Birdee’s face showed pure shock.
“Listen, Mother,” I said, jaw set in stone. “I don’t want anything to do with Birdee. I don’t want to talk to her, see her, or even hear her from a distance. If you want us to reconcile, that’s your mistake. Because there’s no reconciliation on my end.”
“Oh, don’t be so dramatic,” my “mother” drawled. “You’re being a little extra, aren’t you?”
No, no I wasn’t.
The only reason I’d agreed to this farce was because I was desperate for some freakin’ food that wasn’t cooked by my own hand. I hadn’t been able to afford to go out since the night before my almost-wedding.
I was, however, a few months away from getting all of my money back.
I was lucky to have a great friend who was a lawyer.
She’d taken my case pro bono and was in the process of suing the pants off of Birdee.
She may not have any money, but my stepmother did.
The only reason she was likely here was to try to talk me down from the lawsuit.
I would never be talked down.
In fact, if I could bring more on, I would.
Cody, my best friend, assured me that I was going to win.
I didn’t care if I won, to be honest. What I did care about was making sure that she hurt for what she did to me.
“Don’t you want to know where your dog is?”
I froze at that, turning around so slowly that it was almost comical.
My eyes narrowed on the smug look on Birdee’s face, and I had to physically stop myself from launching myself across the superbly set table and raking my fingernails down her arrogant looking face.
“What are you saying, Birdee?” I asked carefully, trying and failing to control the temper that was about to be set loose.
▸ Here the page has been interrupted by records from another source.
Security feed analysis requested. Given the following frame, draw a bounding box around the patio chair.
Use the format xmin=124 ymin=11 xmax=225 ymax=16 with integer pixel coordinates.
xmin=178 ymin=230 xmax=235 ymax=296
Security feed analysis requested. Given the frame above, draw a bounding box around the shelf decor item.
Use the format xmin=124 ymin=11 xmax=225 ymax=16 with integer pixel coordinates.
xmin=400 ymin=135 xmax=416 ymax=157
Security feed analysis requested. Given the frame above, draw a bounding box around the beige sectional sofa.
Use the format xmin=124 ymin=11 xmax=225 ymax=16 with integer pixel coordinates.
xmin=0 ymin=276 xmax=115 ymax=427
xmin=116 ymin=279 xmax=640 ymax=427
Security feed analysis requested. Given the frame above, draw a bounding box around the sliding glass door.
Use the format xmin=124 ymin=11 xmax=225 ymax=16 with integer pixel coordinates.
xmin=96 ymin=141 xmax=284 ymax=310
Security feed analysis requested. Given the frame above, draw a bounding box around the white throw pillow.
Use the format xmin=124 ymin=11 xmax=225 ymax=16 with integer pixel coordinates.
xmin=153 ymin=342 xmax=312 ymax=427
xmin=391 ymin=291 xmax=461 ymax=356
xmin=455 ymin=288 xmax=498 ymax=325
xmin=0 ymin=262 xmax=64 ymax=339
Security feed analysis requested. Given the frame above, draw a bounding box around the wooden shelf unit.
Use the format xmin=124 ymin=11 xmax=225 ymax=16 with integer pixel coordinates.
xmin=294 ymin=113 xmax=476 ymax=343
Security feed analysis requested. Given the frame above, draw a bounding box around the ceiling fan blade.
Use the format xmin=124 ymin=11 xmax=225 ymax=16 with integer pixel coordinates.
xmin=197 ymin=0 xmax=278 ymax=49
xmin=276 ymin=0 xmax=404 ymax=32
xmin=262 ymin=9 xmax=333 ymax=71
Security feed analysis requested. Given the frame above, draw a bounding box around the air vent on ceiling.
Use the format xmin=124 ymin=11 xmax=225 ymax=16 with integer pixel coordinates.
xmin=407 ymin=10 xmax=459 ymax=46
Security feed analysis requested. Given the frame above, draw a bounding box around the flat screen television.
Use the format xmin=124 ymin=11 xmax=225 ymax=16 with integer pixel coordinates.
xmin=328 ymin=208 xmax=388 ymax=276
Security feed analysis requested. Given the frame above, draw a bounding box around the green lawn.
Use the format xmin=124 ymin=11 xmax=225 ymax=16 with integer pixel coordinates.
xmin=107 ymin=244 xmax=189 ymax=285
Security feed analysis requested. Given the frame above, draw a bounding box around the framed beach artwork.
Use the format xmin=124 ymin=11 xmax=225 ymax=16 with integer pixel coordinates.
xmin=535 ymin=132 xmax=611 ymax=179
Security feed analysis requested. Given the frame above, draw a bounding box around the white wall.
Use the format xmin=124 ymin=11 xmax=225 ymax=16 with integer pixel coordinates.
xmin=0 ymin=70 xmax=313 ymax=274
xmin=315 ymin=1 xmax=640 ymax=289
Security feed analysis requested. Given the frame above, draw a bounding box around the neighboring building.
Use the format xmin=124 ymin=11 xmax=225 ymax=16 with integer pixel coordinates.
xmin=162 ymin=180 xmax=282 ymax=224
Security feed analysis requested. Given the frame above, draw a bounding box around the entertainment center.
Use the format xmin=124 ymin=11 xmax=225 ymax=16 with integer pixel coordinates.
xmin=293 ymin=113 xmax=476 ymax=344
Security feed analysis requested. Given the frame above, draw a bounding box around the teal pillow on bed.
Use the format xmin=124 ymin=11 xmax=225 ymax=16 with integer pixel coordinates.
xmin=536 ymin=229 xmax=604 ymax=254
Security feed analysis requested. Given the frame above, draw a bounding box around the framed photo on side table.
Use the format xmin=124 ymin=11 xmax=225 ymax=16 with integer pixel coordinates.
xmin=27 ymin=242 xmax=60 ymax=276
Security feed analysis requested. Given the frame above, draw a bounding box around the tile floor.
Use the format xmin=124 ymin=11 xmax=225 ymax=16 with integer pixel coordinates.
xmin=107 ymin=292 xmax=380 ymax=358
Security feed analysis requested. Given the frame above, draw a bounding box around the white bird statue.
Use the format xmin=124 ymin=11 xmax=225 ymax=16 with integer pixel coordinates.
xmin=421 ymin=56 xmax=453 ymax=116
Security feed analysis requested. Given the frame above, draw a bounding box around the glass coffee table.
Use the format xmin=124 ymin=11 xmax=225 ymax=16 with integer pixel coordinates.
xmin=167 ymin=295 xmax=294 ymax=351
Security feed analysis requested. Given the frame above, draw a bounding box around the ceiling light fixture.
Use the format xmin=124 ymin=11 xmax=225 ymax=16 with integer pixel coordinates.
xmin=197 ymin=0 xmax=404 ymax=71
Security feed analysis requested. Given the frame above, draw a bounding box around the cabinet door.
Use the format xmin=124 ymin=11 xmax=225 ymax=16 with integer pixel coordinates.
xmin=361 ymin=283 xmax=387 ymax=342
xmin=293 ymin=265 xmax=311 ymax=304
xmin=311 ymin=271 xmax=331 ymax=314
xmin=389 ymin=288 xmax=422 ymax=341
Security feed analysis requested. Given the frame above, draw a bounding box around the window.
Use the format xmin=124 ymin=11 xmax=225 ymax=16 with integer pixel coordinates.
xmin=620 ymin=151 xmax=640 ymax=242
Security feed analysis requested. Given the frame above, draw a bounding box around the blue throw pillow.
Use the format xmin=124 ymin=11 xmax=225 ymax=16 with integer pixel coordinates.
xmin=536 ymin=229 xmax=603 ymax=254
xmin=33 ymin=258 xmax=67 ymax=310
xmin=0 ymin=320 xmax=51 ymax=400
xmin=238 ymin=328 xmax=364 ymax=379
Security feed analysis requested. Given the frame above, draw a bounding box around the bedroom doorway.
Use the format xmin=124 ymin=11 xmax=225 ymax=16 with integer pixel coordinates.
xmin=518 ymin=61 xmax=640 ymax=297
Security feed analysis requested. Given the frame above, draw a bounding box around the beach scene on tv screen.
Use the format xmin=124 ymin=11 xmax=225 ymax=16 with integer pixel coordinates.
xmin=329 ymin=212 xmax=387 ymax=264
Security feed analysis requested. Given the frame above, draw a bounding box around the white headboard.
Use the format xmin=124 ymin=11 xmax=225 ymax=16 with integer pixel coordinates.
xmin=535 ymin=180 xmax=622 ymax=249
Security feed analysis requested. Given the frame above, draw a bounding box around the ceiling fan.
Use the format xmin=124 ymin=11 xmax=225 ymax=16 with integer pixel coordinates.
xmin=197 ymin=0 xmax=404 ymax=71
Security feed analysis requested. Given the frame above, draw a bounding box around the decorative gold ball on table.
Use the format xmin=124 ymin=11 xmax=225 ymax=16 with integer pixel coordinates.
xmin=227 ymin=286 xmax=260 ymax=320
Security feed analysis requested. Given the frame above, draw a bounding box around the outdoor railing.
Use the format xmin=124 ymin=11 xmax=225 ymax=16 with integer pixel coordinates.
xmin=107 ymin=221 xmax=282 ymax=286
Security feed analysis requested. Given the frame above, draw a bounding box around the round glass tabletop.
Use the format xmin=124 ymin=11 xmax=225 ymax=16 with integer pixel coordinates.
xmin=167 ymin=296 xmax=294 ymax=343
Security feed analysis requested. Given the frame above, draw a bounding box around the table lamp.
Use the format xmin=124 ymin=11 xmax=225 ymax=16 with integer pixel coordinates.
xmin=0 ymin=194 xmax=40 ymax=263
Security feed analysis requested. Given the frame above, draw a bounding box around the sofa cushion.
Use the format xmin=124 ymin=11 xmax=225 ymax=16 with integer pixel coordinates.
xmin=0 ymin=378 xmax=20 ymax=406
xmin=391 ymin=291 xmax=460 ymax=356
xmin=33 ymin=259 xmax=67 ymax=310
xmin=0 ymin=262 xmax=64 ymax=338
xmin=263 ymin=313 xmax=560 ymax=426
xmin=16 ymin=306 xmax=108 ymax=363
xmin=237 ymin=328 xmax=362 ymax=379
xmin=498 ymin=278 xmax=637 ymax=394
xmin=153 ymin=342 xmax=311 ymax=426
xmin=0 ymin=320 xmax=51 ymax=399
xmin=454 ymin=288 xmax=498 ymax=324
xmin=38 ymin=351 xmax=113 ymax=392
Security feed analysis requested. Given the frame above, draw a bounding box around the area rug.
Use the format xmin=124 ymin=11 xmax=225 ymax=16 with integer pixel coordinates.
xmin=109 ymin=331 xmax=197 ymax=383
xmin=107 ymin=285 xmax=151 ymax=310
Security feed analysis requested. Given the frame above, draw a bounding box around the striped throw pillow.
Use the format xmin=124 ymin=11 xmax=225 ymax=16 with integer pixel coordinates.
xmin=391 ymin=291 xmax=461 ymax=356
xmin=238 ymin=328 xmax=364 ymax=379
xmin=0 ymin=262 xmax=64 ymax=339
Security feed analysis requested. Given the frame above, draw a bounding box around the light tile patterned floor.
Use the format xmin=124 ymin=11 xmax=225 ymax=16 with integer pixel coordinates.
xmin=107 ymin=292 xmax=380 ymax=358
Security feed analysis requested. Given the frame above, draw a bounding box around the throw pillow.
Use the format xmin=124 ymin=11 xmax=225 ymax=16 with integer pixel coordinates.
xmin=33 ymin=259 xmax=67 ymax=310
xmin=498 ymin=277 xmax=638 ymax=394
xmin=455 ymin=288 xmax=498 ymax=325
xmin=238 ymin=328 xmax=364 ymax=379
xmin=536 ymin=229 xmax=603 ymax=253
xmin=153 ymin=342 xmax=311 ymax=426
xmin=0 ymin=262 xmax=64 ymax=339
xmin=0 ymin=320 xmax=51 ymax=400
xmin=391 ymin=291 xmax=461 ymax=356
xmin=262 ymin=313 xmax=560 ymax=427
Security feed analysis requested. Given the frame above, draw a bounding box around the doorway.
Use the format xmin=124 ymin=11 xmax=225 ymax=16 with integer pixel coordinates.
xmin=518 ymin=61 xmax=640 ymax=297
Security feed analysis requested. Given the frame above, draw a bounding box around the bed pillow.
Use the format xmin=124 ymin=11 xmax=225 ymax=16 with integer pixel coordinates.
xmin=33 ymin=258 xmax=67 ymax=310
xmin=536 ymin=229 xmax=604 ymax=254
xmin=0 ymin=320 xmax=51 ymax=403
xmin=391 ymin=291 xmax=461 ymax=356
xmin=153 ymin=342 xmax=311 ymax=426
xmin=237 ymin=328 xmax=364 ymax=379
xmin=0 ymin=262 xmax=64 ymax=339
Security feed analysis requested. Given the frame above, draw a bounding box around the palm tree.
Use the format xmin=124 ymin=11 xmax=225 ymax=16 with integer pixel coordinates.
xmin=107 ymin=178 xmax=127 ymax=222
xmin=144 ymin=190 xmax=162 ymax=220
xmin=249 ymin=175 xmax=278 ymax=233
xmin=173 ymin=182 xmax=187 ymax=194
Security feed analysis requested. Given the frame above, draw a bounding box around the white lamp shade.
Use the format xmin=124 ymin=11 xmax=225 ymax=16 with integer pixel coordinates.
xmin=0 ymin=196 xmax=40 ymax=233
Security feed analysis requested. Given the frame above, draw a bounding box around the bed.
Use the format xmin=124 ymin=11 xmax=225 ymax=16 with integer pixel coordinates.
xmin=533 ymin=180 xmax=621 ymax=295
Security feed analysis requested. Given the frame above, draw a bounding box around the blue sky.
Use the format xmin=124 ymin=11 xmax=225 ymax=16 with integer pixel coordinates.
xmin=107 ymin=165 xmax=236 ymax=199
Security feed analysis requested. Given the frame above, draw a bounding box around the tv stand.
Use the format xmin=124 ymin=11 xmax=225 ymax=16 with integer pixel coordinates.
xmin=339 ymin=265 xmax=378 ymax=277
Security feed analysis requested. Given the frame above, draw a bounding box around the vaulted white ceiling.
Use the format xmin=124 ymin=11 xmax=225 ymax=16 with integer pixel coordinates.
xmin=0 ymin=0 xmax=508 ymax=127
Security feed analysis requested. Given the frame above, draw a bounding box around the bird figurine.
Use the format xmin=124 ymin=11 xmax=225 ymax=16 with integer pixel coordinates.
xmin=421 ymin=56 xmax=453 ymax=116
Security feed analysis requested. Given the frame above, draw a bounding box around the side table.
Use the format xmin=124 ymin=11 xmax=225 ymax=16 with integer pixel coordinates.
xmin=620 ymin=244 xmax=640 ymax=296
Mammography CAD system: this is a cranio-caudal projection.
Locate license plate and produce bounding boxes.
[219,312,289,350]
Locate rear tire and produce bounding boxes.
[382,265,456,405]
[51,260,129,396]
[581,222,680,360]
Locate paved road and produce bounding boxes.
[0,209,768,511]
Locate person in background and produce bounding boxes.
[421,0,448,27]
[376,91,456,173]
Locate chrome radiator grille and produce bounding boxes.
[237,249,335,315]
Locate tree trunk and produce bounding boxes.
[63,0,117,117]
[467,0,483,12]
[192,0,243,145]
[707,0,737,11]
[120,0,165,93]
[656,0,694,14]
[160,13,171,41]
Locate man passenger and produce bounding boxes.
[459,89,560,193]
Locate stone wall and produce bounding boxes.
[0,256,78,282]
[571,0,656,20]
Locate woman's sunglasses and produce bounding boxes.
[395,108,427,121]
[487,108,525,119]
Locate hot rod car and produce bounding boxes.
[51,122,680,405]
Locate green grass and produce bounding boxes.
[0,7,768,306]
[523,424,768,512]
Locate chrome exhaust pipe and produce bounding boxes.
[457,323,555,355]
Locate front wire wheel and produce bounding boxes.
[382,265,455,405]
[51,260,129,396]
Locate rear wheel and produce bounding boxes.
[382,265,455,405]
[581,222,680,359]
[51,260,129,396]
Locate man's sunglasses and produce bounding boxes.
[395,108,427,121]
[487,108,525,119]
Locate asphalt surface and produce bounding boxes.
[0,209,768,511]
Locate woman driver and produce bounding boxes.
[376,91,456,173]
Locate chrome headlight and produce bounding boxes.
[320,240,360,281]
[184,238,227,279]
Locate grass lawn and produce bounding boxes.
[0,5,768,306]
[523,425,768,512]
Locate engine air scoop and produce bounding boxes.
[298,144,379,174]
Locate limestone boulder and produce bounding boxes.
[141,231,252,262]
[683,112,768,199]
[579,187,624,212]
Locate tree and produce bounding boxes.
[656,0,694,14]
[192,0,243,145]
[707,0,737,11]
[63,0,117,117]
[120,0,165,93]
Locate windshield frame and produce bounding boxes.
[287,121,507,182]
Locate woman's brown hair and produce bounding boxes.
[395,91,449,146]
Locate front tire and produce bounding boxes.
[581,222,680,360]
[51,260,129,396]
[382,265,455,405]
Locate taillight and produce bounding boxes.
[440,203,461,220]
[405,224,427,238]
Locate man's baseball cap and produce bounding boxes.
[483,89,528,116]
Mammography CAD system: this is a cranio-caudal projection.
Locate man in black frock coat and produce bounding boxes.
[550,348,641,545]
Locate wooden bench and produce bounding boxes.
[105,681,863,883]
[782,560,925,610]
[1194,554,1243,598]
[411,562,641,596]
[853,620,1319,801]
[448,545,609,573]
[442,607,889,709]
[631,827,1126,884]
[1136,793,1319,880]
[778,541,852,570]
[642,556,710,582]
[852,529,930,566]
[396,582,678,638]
“Oh, nothing.” She hummed. “I’m not sure what you’re talking about.”
This. Fucking. Bitch.
“What did you do with my dog?” I asked.
“I didn’t do anything with it.” She shrugged. “It’s such a shame that he went missing, though, isn’t it? Such a beautiful, distinct looking dog. What was he again? A brindle mastiff? Or was that a bulldog? I can’t remember.”
It was a sable mastiff.
Which she fucking knew because she’d grown up in a house that had housed them.
My dad had been breeding mastiffs for show since before I could walk, and hadn’t stopped when my stepmother and stepsister came into the picture.
Brawny.
God, I missed him.
It’d been an awful six months without him, and every day I wished someone would call me with the news that they’d found him.
I answered every single phone call that came my way. I’d even fought tooth and nail to get my old phone number back just in case the new phone number that I was forced to get—thank you again, Morris, you asshole, for insisting that we share an account and then refuse to give me my line back—didn’t reach me.
I searched far and wide for Brawny. I was on every single social media available to me sharing his picture on every site that would accept the photos. One day, he’d come back to me. I just knew it.